Pretoria a entrepris une refonte radicale de ses règles vieilles régissant les flux monétaires, notamment en renforçant son contrôle sur les crypto-actifs. L’objectif est de consolider la position du pays en tant que centre financier de référence du continent et d’attirer davantage de capitaux. Le ministère des Finances propose l’augmentation des plafonds discrétionnaires de détention offshore pour les particuliers et l’assouplissement des restrictions de transfert en devises sur les flux de capitaux.
Les responsables de la Bourse de Johannesburg jubilent. Ils estiment que cette réforme pourrait drainer à terme, jusqu’à 608 milliards de dollars d’investissements.
Une grande partie de la réglementation actuelle remonte à 1961, certaines dispositions datant même de 1933, confie Vukile Davidson, Directeur général-adjoint chargé de la Politique financière au Trésor, à l’agence Reuters. « A l’époque, le contrôle des changes servait principalement à traiter un large éventail de problèmes allant bien au-delà de la simple gestion des flux de capitaux ; il était utilisé pour gérer les recettes fiscales, contrôler les transactions illicites et garantir la stabilité du secteur financier », ajoute-t-il.
Possibilité de gérer des fonds non libellés en rands
L’un des principaux objectifs de cette réforme est de s’attaquer aux problèmes structurels de longue date qui ont vu l’Afrique du Sud perdre des capitaux financiers au profit de centres financiers concurrents. Selon le schéma envisagé, les gestionnaires d’actifs seraient autorisés, pour la première fois, à gérer des fonds non libellés en rands (qui lèvent, investissent et rendent compte en devises étrangères) depuis un siège en Afrique du Sud.

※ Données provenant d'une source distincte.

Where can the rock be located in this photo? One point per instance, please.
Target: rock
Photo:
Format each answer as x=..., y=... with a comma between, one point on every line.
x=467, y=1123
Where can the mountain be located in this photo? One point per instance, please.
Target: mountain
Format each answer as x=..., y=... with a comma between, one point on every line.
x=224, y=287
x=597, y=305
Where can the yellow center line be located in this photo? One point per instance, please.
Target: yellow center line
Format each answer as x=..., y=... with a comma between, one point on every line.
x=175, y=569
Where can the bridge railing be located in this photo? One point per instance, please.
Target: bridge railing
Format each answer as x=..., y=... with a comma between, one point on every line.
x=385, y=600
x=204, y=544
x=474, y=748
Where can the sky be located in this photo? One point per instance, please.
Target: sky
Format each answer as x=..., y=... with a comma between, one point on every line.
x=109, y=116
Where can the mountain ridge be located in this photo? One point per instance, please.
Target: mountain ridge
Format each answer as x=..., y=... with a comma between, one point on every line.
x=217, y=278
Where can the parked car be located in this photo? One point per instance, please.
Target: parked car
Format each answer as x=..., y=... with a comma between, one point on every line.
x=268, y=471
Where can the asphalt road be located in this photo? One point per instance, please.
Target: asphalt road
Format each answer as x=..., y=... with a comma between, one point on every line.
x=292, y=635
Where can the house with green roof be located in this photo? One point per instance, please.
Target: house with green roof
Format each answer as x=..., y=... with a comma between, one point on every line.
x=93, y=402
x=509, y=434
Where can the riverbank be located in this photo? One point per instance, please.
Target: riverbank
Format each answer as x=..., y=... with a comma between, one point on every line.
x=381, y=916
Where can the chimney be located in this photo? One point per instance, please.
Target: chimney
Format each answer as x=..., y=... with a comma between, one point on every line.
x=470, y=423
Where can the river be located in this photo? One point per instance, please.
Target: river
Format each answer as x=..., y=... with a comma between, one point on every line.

La réglementation actuelle exige que ces fonds soient domiciliés légalement à l’étranger, même lorsqu’ils sont gérés localement.
« Des endroits comme l’île Maurice, le Kenya et Kigali de plus en plus, et Dubaï… ont beaucoup mieux réussi à attirer les entreprises financières sud-africaines », a déclaré Davidson.
Par ailleurs, cette réforme permettrait d’intégrer formellement les crypto-actifs dans le cadre du contrôle des changes, en les traitant pour la première fois comme une forme de capital distincte mais réglementée. Les échanges de crypto-monnaies au-delà d’un certain seuil ne seraient autorisés que par l’intermédiaire d’une nouvelle catégorie d’intermédiaires réglementés, avec déclaration obligatoire des avoirs et des transactions importantes auprès du Trésor.
En Afrique du Sud, la crypto-monnaie joue un rôle croissant mais controversé, où son adoption massive en a fait un outil pour le commerce, les transferts de fonds et, de plus en plus, les transferts de valeur transfrontaliers en dehors du système bancaire traditionnel.